Então, esse post é para falar de uma estreia. Não tão nova, mas uma ideia que confirma tudo o que venho lendo e pensando sobre o futuro e sobre como pretendo responder a próxima “comé que tá lá?” que ouvir. Relaxa que não tem nada a ver com a vida tensa e cheia de amarguras dos jovens do Alto Leblon.

Aliás, isso tem muito a ver com o que Robert Kyncl, ex-gestor de conteúdo da Netflix e atualmente no YouTube, disse nesse artigo da EXAME: “se você está no business de produzir conteúdo, você está na época certa.”

Na terça-feira, 18 de julho, o canal GNT começou exibir a série Humanidade[em mim], que você já poderia/deveria ter assistido no canal da marca Molico, no YouTube, desde o ano passado.

Não precisava ser nenhum Sheldon Cooper ou Samwell Tarly, para entender que o conteúdo produzido pelo coletivo Asas.br.com tinha tudo a ver com a proposta do GNT. Assim como não precisa ser Martt McFly para ver que estamos caminhando para um futuro com muito mais conteúdo.

samwell-tarly

O que precisamos é nos mexer.

A ABP se mexeu e em junho o ABP Talks foi exatamente sobre branded content. Duas produtoras muito legais estavam presentes e o debate refletiu exatamente a realidade das agências. Estamos perdidos. Bastante perdidos!

Os clientes que já perceberam como é importante gerar conteúdo estão procurando outras formas de produzir: seja indo direto às produtoras ou desenvolvendo colaborativamente com veículos, canais e portais.

Se você ficou triste com a morte prematura de Sense8 e The Get Down saiba que o cancelamento dessas séries, e de mais algumas outras tipo Girlboss e Marco Polo, é o principal indício de que a Netflix está trabalhando tanto como uma emissora de televisão, quanto uma produtora de conteúdo.

Quer outro exemplo de como as coisas estão ficando cada vez mais misturadas?

A Abril apresentou a pesquisa X DA QUESTÃO, um estudo muito legal sobre a geração que influencia, consome e paga a conta. São pessoas de 35 a 54 anos, que foi chamada de Geração X.

E foi graças a Geração X que entrei para um seleto grupo formado por Leonardo Dicaprio, Jennifer Aniston, Emmanuel Macron, Susan Wojcicki, a dupla Larry Page / Sergey Brin, J.K. Rowling, Vince Gilligan e Mark Zuckerberg.

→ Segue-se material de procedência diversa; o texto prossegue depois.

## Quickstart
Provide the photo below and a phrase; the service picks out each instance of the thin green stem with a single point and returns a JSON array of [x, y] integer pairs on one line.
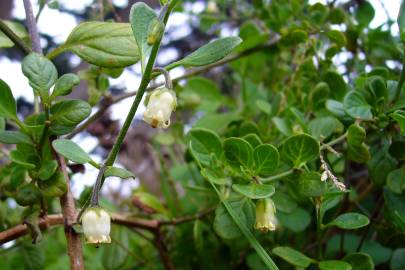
[[401, 80], [14, 38], [134, 107]]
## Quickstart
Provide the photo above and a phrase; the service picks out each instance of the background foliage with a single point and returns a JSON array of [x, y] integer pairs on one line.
[[307, 91]]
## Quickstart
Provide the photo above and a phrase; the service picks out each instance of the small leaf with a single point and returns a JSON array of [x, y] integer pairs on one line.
[[8, 107], [350, 221], [334, 265], [71, 151], [18, 29], [300, 149], [203, 143], [65, 84], [266, 159], [292, 256], [41, 73], [360, 261], [254, 191], [238, 153], [14, 137], [141, 16], [209, 53], [104, 44], [67, 114], [356, 106], [118, 172], [19, 158], [47, 169], [225, 226], [399, 116]]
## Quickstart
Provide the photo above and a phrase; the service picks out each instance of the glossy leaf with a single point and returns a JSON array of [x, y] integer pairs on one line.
[[209, 53], [254, 191], [71, 151], [292, 256], [8, 107], [266, 159], [350, 221], [103, 44], [300, 149]]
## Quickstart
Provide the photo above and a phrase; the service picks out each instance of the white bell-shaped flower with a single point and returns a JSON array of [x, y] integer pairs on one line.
[[96, 223], [265, 215], [162, 102]]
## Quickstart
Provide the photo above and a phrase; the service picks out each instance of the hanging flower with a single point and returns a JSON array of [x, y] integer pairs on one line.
[[162, 102], [96, 223], [265, 215]]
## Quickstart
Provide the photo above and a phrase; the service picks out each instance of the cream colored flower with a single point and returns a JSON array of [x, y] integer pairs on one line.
[[265, 215], [162, 103], [96, 223]]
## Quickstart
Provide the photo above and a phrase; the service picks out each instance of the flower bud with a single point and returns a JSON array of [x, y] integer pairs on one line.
[[155, 31], [159, 108], [265, 215], [96, 223]]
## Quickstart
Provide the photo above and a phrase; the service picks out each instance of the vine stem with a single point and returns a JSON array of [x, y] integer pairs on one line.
[[401, 79], [134, 107]]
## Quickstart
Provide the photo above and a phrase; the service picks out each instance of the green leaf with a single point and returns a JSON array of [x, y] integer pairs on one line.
[[141, 16], [356, 106], [18, 29], [8, 107], [334, 265], [337, 37], [350, 221], [238, 153], [114, 256], [14, 137], [401, 21], [398, 259], [204, 143], [41, 73], [67, 114], [55, 186], [310, 184], [323, 127], [254, 191], [28, 195], [224, 225], [103, 44], [65, 84], [71, 151], [293, 256], [399, 116], [19, 158], [300, 149], [48, 168], [266, 159], [360, 261], [365, 13], [297, 220], [209, 53], [150, 201], [118, 172]]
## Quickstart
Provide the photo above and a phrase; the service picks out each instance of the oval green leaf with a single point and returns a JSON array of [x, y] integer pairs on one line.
[[254, 191], [71, 151]]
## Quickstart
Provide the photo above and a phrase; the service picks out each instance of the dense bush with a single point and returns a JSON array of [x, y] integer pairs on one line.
[[279, 148]]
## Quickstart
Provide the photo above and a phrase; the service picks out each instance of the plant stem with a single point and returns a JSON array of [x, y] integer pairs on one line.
[[14, 38], [401, 80], [127, 123]]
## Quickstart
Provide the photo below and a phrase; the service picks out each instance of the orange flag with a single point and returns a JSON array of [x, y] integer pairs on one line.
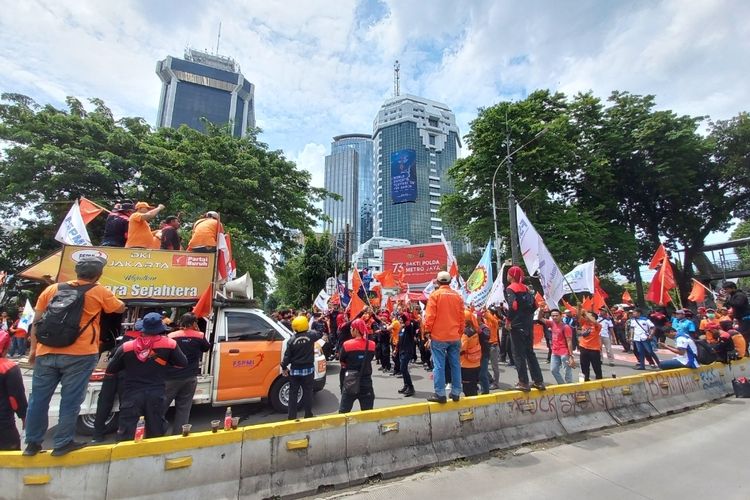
[[89, 210], [659, 256], [203, 308], [698, 293]]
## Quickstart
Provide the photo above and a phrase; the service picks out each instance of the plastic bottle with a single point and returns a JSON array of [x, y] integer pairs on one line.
[[228, 419], [140, 430]]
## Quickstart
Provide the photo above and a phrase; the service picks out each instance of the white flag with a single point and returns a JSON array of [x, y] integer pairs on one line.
[[321, 301], [24, 322], [528, 240], [580, 279], [73, 231]]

Este último, por questão de meses, quase não é aceito no grupo.

Com a pesquisa, a Abril apresentou também o seu Estúdio ABC. Uma área específica dentro da empresa capaz de produzir conteúdo de qualidade. E não estamos falando do famoso e temido publieditorial. Até porque se tem uma coisa pior que receber um publieditorial, é fazer um!

A Abril não viu esta oportunidade analisando o mercado publicitário. Esta oportunidade está aí, escancarada e sendo usada pelos portais, sites, canais e páginas como Vice e Desimpedidos, por exemplo, frequentemente visitados por milhares de pessoas de todas as gerações.

O Asas.br.com não se denomina coletivo, por esse ser o termo da moda, junto com a barbearia hipster, a pipoca gourmet e o spinner. Talvez seja o formato necessário para que ideias sejam construídas de uma forma diferente, que possibilitou a Molico abordar uma das principais tensões do nosso tempo para vender os valores do leite, seja integral, desnatado, com ou sem lactose, ou em pó.

E se não queremos que nossos empregos, negócios e mercado virem poeira, acho melhor começarmos a tirar leite de pedra e produzir conteúdo para nossos clientes.